Poursuivi et placé en détention en décembre 2020 pour «abus de fonction», l’ancien coordinateur des services de sécurité et de sûreté, le général-major à la retraite Bachir Tartag, devrait comparaître aujourd’hui devant le tribunal militaire de Blida avec quatre autres prévenus, l’ex-patron de la sécurité de l’armée, le général Nabil Benazzouz, deux ex-responsables de l’antenne de la sécurité intérieure pour la wilaya d’Alger, les colonels Smain et son successeur Lotfi, ainsi que le chef du service juridique du même service, le colonel Abdessadok, tous inculpés et incarcérés en vertu de l’article 29 de la loi 06/01 relative à la prévention et la lutte contre la corruption, qui prévoit : «Un emprisonnement de deux à dix ans et une amende de 200 000 à 1 000 000 DA» contre «tout agent public qui soustrait, détruit, dissipe ou retient sciemment et indûment, à son profit ou au profit d’une autre personne ou entité, tout bien, tout fonds ou valeurs, publics ou privés, ou toute chose de valeur qui lui ont été remis soit en vertu soit en raison de ses fonctions».

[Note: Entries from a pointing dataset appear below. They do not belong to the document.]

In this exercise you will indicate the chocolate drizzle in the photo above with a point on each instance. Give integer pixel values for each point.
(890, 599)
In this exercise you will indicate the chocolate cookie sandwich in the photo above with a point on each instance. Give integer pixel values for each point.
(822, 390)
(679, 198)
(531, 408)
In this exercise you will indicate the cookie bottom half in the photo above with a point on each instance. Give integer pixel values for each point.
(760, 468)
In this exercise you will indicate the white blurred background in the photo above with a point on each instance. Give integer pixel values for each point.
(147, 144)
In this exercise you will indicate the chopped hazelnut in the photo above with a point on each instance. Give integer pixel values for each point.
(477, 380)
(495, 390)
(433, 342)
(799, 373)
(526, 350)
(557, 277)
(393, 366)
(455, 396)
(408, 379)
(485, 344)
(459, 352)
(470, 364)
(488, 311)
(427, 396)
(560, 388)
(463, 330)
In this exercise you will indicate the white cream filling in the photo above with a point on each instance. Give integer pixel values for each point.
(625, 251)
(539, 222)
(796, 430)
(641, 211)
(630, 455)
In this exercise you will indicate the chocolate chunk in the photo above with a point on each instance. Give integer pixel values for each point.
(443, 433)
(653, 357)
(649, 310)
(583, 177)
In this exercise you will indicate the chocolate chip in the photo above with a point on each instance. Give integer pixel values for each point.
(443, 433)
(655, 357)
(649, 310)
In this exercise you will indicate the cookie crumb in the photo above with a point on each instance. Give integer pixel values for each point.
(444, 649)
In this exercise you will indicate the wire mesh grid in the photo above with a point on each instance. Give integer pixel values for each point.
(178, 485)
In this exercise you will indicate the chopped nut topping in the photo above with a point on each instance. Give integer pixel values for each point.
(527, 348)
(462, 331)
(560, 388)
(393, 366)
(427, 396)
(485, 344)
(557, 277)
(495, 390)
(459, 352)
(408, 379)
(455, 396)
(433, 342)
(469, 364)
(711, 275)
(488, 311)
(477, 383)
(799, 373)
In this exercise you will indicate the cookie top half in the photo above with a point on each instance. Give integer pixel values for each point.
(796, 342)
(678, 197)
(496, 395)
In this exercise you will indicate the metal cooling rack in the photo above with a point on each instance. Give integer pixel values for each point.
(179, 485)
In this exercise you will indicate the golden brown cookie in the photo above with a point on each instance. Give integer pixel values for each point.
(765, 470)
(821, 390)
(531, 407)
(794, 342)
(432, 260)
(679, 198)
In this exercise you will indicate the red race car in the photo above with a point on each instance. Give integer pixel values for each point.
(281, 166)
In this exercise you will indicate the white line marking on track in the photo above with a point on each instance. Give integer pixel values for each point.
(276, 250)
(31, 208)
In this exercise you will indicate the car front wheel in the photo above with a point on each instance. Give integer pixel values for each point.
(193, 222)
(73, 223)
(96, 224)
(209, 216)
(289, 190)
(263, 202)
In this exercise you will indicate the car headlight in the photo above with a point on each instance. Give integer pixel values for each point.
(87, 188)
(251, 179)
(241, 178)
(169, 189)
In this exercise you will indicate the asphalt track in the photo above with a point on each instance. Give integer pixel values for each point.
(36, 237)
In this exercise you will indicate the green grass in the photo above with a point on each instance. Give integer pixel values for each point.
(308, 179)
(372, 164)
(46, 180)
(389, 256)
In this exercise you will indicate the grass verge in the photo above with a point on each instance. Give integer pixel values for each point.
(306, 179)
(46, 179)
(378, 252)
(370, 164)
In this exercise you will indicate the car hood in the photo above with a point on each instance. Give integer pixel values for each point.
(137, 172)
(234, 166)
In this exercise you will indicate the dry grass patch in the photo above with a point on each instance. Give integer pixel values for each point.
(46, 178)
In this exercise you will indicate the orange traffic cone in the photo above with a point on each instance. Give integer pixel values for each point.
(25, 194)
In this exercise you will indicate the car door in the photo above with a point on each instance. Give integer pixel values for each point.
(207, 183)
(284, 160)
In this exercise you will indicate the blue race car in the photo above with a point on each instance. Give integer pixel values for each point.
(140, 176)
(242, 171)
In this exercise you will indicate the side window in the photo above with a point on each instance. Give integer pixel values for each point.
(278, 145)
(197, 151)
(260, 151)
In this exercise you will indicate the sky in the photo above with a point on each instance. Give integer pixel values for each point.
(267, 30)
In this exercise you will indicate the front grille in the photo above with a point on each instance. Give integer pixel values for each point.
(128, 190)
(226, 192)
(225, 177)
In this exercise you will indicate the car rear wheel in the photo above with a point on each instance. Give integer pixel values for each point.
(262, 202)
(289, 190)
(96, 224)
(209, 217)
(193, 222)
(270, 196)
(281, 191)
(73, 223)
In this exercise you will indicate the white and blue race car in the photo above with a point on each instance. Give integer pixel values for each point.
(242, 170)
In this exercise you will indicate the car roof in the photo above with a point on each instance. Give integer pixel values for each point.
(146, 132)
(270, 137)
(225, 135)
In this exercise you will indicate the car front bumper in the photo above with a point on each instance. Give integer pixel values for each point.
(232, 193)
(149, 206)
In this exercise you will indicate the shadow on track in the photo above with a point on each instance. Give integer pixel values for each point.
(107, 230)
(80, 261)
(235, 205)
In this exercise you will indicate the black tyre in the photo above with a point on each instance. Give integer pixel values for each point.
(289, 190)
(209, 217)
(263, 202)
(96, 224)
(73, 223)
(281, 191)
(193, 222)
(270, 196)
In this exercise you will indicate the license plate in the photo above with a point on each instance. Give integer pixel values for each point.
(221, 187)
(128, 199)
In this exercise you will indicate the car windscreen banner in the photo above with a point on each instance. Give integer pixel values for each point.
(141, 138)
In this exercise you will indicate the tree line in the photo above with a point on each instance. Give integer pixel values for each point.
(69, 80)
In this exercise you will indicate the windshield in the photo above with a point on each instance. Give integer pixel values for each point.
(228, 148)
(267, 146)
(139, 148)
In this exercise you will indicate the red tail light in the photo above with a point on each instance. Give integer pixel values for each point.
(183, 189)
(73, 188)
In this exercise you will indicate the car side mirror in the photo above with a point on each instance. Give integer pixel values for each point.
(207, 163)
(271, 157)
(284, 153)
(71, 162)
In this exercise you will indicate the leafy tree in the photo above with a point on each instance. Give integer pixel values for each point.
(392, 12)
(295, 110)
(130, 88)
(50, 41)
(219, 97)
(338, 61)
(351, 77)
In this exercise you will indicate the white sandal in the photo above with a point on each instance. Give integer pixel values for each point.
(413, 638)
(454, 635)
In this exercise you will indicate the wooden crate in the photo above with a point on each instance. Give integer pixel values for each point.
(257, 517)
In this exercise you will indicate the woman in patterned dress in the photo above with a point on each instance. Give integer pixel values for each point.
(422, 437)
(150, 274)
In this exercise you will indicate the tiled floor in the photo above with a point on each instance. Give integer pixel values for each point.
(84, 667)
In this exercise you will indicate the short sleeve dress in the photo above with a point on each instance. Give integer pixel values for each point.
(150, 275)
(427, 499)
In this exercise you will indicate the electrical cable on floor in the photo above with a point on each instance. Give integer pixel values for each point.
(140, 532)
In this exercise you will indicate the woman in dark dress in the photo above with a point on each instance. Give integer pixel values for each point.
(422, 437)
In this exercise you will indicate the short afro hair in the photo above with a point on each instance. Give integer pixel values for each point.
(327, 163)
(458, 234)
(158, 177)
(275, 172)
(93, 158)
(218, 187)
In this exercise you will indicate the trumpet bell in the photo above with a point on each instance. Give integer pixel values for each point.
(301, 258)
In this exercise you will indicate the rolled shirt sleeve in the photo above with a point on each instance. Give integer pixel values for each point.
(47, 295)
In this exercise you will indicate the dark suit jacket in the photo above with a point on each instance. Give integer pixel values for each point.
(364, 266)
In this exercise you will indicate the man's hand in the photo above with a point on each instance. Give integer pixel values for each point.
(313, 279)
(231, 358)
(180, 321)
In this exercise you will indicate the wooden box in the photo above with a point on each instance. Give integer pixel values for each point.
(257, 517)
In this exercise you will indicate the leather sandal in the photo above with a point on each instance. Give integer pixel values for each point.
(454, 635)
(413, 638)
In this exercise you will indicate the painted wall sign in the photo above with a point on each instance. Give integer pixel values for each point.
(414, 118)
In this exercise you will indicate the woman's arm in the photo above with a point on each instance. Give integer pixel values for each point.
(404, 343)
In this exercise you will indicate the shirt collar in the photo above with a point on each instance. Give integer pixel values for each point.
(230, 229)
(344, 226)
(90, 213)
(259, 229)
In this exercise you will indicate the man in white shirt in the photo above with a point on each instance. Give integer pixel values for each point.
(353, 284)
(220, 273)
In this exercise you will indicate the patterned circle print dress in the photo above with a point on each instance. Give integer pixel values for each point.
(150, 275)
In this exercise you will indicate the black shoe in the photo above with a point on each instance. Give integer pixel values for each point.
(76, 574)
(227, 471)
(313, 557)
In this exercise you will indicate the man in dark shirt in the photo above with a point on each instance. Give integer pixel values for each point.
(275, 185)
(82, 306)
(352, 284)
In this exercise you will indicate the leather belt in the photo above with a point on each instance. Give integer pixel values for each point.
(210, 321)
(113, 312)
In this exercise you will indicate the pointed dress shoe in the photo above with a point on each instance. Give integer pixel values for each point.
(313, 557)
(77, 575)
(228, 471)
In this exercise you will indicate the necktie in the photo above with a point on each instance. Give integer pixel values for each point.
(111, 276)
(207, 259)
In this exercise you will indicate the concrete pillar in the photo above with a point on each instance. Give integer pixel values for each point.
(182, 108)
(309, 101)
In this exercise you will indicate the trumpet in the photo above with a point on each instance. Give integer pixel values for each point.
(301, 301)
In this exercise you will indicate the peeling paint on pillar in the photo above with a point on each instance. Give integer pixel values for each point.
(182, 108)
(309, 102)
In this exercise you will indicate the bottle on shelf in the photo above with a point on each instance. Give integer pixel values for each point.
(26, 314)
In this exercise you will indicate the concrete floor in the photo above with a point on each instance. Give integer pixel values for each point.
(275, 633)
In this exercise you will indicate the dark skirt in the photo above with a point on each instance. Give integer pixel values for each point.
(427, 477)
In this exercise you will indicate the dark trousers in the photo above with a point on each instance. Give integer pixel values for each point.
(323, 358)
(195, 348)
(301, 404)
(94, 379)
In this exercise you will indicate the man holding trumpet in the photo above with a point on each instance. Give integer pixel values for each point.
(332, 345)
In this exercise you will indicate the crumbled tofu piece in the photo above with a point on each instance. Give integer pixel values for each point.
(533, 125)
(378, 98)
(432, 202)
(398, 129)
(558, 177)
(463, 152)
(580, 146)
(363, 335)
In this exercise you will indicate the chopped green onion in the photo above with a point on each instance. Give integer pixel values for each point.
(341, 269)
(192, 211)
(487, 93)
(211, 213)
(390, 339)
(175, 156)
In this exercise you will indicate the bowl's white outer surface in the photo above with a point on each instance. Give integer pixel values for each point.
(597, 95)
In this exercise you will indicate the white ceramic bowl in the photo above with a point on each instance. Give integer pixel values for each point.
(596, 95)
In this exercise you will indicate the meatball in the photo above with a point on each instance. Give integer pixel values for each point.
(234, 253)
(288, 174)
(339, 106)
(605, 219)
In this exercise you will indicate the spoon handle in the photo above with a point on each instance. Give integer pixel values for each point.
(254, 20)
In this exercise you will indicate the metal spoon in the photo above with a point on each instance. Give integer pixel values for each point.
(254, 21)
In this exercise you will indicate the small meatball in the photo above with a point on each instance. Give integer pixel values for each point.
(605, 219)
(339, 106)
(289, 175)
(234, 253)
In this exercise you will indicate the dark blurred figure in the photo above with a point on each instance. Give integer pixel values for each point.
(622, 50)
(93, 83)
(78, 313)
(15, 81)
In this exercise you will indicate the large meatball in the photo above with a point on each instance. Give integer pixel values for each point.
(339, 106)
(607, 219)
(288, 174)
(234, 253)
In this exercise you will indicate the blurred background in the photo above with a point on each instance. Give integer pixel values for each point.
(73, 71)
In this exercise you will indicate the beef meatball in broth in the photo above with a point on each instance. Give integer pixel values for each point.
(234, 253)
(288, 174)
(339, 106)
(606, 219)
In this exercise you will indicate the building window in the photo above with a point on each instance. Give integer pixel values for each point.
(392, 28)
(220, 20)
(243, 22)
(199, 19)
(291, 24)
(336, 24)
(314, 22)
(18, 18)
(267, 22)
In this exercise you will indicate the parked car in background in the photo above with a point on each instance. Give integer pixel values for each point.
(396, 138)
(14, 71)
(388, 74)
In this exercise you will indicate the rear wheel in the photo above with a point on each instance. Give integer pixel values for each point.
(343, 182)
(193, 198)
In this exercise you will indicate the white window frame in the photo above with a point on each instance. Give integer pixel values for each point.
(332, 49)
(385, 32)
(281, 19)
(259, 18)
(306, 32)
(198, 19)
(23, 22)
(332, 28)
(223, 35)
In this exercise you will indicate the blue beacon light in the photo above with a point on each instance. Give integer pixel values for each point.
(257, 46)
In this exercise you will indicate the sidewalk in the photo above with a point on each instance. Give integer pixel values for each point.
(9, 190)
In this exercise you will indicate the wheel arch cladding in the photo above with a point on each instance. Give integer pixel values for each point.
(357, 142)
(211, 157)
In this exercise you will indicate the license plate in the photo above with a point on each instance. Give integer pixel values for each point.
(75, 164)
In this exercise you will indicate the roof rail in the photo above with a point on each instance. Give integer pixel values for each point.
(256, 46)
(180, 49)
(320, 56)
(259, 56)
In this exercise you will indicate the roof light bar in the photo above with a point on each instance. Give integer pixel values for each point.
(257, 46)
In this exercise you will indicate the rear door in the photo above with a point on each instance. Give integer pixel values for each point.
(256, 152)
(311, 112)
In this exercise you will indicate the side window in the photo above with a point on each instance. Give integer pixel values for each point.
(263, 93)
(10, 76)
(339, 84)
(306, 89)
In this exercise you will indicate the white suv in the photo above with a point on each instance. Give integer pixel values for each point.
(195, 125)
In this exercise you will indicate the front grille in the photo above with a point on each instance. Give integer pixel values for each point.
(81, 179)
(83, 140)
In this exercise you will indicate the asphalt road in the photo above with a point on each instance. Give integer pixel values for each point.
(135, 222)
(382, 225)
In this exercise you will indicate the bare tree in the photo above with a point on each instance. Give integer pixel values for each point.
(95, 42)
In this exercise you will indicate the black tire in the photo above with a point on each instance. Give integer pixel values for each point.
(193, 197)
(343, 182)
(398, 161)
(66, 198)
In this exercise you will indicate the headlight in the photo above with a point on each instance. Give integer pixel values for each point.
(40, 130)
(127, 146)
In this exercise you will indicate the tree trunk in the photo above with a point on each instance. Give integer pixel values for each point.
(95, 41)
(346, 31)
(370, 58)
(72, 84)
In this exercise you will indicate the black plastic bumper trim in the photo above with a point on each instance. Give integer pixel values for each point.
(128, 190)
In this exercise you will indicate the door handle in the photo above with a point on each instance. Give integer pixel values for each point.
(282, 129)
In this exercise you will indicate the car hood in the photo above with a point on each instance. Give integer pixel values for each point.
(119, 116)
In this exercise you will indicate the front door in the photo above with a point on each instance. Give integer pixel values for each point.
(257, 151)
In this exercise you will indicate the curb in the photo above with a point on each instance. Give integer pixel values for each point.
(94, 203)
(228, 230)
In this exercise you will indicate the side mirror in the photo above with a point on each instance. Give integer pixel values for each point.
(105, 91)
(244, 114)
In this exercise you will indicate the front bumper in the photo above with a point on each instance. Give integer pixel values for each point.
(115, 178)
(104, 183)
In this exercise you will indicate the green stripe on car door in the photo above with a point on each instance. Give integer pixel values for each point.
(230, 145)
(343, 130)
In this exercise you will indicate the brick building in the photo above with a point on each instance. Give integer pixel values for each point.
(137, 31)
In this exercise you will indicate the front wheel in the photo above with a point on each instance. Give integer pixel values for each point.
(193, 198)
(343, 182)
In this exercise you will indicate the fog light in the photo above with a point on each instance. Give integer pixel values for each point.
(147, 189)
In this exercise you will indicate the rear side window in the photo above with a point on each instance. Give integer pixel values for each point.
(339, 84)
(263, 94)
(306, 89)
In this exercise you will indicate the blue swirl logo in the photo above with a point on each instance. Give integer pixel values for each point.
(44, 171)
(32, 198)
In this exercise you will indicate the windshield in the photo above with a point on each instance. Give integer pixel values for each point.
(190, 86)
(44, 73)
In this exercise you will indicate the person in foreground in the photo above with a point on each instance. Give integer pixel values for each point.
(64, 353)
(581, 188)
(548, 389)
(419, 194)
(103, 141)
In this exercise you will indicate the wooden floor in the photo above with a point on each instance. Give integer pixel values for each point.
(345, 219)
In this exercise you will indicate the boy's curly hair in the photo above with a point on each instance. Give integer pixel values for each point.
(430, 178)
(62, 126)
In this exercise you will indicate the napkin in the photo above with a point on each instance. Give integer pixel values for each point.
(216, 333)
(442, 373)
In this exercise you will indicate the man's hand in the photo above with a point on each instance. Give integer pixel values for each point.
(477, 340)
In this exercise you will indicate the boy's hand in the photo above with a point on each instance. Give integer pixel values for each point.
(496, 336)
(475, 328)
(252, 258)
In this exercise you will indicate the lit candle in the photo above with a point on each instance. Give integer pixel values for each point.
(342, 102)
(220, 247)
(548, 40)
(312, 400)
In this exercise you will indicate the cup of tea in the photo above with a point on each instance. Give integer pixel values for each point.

Les faits remontent à 2017 et concernent trois affaires distinctes.
La première est liée à la saisie de 95 millions de dinars et 17 kg de bijoux en or, lors d’une perquisition effectuée par les éléments de la sécurité intérieure à la villa 143, située la résidence d’Etat de Moretti, à Club des Pins, appartenant à l’influente Mme Nachinèche Zoulikha, connue sous le nom de Mme Maya, présumée fille du défunt Président déchu.
Une opération menée dans le cadre d’une enquête ouverte par les services et chapeautée par le parquet de Chéraga. Après avoir été arrêtées et entendues, Mme Maya et ses deux filles sont libérées et l’affaire a été mise sous le coude, sur «instruction», durant 26 mois, avant qu’elle ne soit rouverte, en 2020, au tribunal de Chéraga et au tribunal militaire de Blida, sur la base d’une nouvelle «instruction».
La deuxième affaire concerne, quant à elle, l’arrestation du nommé El Wafi Ould Abbès, fils de l’ex-secrétaire général du FLN, Djamel Ould Abbès, à l’entrée de la résidence d’Etat de Club des Pins, où il résidait, juste au moment où il venait d’encaisser la somme de 20 millions de dinars et 200 000 euros.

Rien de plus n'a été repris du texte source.